Знаю. Прекрасный человек. С позволения сказать, я сам года два тому назад играл у него Отелло… Здоров ли он?
Ветринский. Не совсем… все головой жалуется…
Синичкин. Жаль, а впрочем, голова у него свое дело смыслит…
Ветринский. …Я приехал, собственно, затем, чтоб ангажировать вашу дочь и завтра же увезти ее с собою.
Синичкин. К Малатковскому?.. Ни за что! Он ей не даст никакого ходу.
Ветринский. Почему ж вы так думаете?
Синичкин. Уж я знаю: у него жена всегда первые роли играет. Не спорю, у нее, с позволения сказать, есть кой-какой талант, но куда же ей до моей дочери Лизочки!.. Далека песня!..»

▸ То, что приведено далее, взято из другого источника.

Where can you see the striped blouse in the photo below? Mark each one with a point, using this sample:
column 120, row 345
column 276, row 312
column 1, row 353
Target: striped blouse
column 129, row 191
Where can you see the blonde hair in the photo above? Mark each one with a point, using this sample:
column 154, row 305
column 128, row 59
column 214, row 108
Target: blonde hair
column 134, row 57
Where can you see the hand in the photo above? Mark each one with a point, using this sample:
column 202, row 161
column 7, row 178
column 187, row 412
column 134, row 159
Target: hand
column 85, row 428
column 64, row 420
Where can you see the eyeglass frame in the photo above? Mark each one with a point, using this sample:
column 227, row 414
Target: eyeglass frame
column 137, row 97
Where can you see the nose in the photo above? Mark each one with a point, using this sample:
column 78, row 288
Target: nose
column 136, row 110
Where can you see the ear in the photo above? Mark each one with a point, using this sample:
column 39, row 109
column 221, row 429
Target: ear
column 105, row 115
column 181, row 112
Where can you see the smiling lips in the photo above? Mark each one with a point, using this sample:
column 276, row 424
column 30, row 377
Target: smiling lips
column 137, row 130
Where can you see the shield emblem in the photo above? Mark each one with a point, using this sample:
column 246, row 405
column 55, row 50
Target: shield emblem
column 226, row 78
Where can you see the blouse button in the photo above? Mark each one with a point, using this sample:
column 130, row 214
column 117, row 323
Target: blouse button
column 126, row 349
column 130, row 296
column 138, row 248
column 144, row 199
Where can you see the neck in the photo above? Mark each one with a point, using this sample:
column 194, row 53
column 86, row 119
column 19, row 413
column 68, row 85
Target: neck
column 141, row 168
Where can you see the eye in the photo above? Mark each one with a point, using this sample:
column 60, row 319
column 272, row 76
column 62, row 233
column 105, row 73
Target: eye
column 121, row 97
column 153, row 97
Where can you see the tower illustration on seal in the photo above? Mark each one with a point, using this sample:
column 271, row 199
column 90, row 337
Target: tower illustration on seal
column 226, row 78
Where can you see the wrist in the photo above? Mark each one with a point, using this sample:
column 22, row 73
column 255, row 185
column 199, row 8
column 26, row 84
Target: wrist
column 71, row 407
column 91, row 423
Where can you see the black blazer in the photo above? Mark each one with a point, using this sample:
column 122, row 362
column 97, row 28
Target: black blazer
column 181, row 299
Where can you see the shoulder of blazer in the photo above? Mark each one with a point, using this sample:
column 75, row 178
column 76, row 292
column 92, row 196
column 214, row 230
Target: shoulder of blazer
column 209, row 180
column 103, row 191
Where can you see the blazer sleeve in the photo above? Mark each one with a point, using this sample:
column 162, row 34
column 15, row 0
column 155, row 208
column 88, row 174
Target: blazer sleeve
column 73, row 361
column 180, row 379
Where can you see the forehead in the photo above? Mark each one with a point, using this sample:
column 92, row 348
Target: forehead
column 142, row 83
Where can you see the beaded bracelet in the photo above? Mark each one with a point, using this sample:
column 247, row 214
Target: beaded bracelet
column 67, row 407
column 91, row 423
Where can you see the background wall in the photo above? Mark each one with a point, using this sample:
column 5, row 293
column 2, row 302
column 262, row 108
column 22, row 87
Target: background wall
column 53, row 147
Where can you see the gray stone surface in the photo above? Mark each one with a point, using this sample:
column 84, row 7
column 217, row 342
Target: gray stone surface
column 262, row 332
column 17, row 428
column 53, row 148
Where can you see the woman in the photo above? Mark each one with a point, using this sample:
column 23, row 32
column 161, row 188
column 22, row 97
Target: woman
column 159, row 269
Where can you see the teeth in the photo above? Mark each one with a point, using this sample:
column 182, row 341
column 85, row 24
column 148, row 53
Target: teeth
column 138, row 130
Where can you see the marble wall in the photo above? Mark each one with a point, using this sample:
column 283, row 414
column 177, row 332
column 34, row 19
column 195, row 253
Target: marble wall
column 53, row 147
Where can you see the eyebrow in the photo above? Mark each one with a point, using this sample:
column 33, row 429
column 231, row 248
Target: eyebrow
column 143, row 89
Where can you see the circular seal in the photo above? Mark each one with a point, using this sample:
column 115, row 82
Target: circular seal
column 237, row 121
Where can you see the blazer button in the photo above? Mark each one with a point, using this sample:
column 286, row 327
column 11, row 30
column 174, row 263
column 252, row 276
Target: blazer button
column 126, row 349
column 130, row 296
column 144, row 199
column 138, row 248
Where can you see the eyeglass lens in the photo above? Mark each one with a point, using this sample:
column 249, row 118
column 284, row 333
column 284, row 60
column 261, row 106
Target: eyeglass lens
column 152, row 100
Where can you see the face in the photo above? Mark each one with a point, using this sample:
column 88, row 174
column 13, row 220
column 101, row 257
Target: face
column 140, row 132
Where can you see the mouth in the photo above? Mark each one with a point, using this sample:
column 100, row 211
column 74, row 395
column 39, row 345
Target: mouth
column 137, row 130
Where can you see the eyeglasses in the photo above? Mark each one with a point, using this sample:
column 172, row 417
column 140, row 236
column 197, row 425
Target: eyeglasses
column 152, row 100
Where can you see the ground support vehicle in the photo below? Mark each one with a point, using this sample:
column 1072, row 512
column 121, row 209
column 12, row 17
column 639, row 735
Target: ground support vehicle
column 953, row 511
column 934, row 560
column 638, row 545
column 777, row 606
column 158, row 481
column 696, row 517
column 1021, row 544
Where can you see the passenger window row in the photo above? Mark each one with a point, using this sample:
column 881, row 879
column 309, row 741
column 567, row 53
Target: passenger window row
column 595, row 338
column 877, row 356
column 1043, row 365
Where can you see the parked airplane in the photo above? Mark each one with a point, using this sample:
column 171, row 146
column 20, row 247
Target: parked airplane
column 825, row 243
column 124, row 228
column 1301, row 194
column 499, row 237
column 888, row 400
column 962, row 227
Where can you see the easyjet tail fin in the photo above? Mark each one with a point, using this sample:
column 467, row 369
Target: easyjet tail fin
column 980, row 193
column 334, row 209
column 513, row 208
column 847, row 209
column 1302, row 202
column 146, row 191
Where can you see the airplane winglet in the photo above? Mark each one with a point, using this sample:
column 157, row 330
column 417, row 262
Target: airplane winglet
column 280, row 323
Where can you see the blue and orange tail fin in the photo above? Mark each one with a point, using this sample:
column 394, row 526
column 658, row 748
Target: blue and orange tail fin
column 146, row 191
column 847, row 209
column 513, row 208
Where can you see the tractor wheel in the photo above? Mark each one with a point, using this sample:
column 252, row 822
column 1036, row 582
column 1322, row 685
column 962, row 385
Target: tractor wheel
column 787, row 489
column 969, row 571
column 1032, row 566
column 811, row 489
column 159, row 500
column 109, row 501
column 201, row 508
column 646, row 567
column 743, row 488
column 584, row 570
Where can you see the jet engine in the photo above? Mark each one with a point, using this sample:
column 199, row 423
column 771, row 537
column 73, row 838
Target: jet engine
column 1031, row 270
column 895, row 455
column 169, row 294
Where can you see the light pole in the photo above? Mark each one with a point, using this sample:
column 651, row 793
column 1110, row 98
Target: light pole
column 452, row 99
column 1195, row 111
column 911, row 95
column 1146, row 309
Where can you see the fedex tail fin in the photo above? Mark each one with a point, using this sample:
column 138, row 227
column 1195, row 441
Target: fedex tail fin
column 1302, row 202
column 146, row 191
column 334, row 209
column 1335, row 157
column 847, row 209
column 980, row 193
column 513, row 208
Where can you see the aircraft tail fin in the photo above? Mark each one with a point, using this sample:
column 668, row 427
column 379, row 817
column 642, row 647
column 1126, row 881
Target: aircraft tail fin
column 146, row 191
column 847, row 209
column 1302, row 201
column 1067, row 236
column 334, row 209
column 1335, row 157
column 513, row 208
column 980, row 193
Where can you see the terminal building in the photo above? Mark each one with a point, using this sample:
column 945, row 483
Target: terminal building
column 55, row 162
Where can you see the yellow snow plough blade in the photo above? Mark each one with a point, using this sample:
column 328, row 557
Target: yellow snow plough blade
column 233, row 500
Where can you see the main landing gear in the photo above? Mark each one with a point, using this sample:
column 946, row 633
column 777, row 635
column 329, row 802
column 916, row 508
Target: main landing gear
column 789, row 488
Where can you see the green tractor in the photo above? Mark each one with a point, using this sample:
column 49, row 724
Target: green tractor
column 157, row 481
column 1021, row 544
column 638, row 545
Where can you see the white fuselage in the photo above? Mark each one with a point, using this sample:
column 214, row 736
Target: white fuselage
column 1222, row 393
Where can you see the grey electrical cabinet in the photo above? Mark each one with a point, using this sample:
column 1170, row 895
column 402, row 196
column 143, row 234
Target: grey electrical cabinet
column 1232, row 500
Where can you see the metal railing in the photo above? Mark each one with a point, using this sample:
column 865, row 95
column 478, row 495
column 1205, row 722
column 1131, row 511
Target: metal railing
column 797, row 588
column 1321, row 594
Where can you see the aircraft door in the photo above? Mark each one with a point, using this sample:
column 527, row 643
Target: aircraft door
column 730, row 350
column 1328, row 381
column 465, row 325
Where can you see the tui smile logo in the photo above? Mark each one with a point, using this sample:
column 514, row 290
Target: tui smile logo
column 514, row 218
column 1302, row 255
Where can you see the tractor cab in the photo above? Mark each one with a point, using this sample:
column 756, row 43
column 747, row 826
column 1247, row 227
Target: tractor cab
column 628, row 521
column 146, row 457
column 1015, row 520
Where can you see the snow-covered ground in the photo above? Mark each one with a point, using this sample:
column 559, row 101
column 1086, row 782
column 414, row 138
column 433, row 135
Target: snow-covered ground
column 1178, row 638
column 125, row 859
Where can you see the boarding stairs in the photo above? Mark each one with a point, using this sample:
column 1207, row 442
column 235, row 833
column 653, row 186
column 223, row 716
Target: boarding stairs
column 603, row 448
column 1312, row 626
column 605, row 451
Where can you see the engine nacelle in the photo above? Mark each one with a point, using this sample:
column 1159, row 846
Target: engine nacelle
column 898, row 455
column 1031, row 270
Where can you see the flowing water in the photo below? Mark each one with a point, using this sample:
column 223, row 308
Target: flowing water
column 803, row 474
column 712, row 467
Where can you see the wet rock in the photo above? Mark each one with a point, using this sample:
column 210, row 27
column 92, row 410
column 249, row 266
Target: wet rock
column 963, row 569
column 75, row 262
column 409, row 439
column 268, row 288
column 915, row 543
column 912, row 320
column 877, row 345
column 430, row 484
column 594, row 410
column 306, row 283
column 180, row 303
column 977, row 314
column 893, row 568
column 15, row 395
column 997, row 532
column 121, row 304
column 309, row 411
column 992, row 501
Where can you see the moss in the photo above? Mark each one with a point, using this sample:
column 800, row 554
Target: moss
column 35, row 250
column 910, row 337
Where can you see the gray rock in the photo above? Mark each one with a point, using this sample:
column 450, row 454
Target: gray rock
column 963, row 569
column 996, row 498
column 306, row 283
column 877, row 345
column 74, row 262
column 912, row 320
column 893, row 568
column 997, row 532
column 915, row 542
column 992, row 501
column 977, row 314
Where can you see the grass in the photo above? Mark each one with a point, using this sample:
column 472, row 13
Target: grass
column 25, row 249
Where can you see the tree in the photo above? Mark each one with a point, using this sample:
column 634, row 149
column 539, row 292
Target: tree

Харьковскому зрителю каждая из этих реплик говорила особенно много. Он знал, что не пустой является похвала Млотковскому («голова у него свое дело смыслит»); добродушно смеялся над Синичкиным, старавшимся уберечь Лизочку от соперничества с Млотковской и снисходительно признавшим в «первой актрисе провинции» «кой-какой талант»… Весь спектакль дышал такой светлой любовью к провинциальной актерской массе, к ее горемычной жизни и тяжелому труду!
С большим подъемом играл также Соленик роль старого актера Лисичкина из «Дочери русского актера» П.И. Григорьева – довольно посредственного водевиля, не идущего ни в какое сравнение с «Львом Гурычем Синичкиным», но поднятого искусной игрой ряда блестящих артистов – Мартынова, Соленика и других.
Разумеется, не только интересом Соленика к образу актера отмечено исполнение им ролей Льва Гурыча Синичкина и Лисичкина. В этих ролях, так же как в роли Зятюшки, отчасти Фрица Штольце и других, проявлялись общие закономерности развития русского искусства. Усиливалась его демократическая и гуманистическая направленность. Возрастало внимание художника к жизни «маленького человека», его заботам и горестям.
С этим, в частности, и связано расширение сферы комического. Создатель ряда превосходных сатирических типов, Соленик, как и Щепкин, умел показать, что комическое начало всепроникающе, что оно необходимо и при передаче драматизма действительности, что оно видоизменяется, приобретает множество оттенков и форм выражения.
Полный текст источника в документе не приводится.